[PATCH v3] PCI: pciehp: Fix hotplug on Catlow Lake with unreliable PME status

From: Kuppuswamy Sathyanarayanan

Date: Mon Mar 16 2026 - 18:08:41 EST


On Intel Catlow Lake platforms, PCH PCIe root ports do not reliably
update PME status registers (PME Status and PME Requester_ID in the
Root Status register) during D3hot to D0 transitions, even though PME
interrupts are delivered correctly.

This issue manifests during PCIe hotplug operations as follows:

1. After a hot-remove event, the PCIe port runtime suspends to D3hot.
pciehp_suspend() disables hotplug interrupts (HPIE) to rely on
PME-based wakeup.

2. When a hot-add occurs while the port is in D3hot, a PME interrupt
fires as expected to wake the port.

3. However, the PME interrupt handler finds the PME_Status and
PME_Requester_ID registers unpopulated, preventing identification
of which device triggered the PME. The handler returns IRQ_NONE,
leaving the port in D3hot.

4. Because the port remains in D3hot with HPIE disabled, the hotplug
event is lost and the newly inserted device is not recognized.

The PME interrupt delivery mechanism itself works correctly;
interrupts arrive reliably. The problem is purely the missing status
register updates. Verification via IOSF-SideBand (IOSF-SB) backdoor
reads confirms that these registers remain empty when the PME
interrupt fires. Neither BIOS nor kernel code is clearing these
registers.

This issue is present in all steppings of Catlow Lake PCH and affects
customers in production deployments. A public hardware errata document
is not yet available.

Work around this issue by introducing a PCI_DEV_FLAGS_PME_UNRELIABLE
flag for affected ports. When this flag is set, pciehp keeps hotplug
interrupts (HPIE) enabled during D3hot instead of disabling them and
relying on PME. This allows hotplug events to be delivered via direct
interrupts rather than through the broken PME status mechanism.

The port still enters D3hot for power savings during runtime suspend,
avoiding the power regression that would occur with pm_runtime_disable().
Testing confirms this approach does not impact PC6/PC10 package C-state
residency.

During system suspend/resume, the behavior is unchanged. Ports are
resumed unconditionally when coming out of system sleep due to
DPM_FLAG_SMART_SUSPEND set by pcie_portdrv_probe(), and pciehp
re-enables interrupts and checks slot occupation status during resume.
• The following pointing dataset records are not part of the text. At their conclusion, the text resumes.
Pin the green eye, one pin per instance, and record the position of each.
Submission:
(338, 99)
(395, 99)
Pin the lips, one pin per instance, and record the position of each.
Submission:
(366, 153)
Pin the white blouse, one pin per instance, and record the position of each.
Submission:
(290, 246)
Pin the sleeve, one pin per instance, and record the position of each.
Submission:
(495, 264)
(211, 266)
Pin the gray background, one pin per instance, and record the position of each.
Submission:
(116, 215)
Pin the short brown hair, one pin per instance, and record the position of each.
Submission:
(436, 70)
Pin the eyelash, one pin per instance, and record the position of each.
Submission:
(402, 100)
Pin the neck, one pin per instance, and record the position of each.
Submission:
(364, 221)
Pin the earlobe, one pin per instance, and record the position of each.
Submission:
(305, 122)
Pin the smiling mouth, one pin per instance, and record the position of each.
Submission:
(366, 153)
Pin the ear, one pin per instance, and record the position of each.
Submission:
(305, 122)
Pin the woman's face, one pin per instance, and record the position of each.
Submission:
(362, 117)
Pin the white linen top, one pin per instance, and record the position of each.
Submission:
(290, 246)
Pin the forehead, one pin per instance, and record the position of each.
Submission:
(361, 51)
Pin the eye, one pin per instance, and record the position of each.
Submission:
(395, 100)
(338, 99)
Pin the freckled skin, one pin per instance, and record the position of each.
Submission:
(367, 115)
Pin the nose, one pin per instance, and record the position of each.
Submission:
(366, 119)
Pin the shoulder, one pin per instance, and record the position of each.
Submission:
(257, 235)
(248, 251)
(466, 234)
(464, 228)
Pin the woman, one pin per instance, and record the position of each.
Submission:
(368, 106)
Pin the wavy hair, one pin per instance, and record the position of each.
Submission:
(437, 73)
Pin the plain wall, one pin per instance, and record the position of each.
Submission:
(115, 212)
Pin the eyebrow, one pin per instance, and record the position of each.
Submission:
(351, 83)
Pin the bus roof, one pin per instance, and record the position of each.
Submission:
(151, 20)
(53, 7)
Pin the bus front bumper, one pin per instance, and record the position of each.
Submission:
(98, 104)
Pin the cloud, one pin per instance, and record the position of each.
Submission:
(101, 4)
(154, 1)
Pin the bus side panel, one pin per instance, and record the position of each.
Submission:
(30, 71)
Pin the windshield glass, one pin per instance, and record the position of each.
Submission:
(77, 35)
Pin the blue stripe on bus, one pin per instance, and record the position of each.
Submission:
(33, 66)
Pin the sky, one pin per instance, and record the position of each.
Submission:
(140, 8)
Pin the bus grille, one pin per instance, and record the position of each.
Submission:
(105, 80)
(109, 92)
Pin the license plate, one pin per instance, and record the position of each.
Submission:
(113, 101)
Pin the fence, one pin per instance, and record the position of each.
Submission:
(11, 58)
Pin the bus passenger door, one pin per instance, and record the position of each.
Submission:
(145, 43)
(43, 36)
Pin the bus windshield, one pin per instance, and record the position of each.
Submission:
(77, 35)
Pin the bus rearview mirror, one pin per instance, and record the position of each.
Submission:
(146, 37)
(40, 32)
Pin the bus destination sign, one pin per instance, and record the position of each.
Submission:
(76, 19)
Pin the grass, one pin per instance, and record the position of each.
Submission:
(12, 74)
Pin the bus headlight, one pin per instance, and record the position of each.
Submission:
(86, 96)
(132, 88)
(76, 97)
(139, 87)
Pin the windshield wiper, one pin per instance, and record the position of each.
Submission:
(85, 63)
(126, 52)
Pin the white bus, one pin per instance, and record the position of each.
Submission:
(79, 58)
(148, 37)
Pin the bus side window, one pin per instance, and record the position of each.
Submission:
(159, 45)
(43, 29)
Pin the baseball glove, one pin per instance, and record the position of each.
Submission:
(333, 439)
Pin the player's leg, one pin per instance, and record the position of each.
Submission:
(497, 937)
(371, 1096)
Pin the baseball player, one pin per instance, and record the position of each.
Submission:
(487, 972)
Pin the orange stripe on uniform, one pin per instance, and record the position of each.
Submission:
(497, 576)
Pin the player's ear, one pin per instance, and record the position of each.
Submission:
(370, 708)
The quirk is applied only to Catlow PCH PCIe root ports (device IDs
0x7a30 through 0x7a4b). Catlow CPU PCIe ports are not affected as
they are not hotplug-capable.

Suggested-by: Lukas Wunner <lukas@xxxxxxxxx>
Signed-off-by: Kuppuswamy Sathyanarayanan <sathyanarayanan.kuppuswamy@xxxxxxxxxxxxxxx>
---

Changes since v2:
* Switched from pm_runtime_disable() to PCI_DEV_FLAGS_PME_UNRELIABLE
flag approach to avoid power regression (feedback from Rafael and Lukas)
* Keep hotplug interrupts (HPIE) enabled during D3hot instead of
preventing D3hot entry entirely
* Port still enters D3hot for power savings; testing confirms no impact
on PC6 package C-state residency
* Modified pciehp to check pme_is_broken() before disabling/enabling
hotplug interrupts during suspend/resume
* Made quirk comment generic to cover both PME notification and status
update issues, with Catlow Lake specifics documented separately

Changes since v1:
* Removed hack in hotplug driver and disabled runtime PM on affected ports.
* Fixed the commit log and comments accordingly.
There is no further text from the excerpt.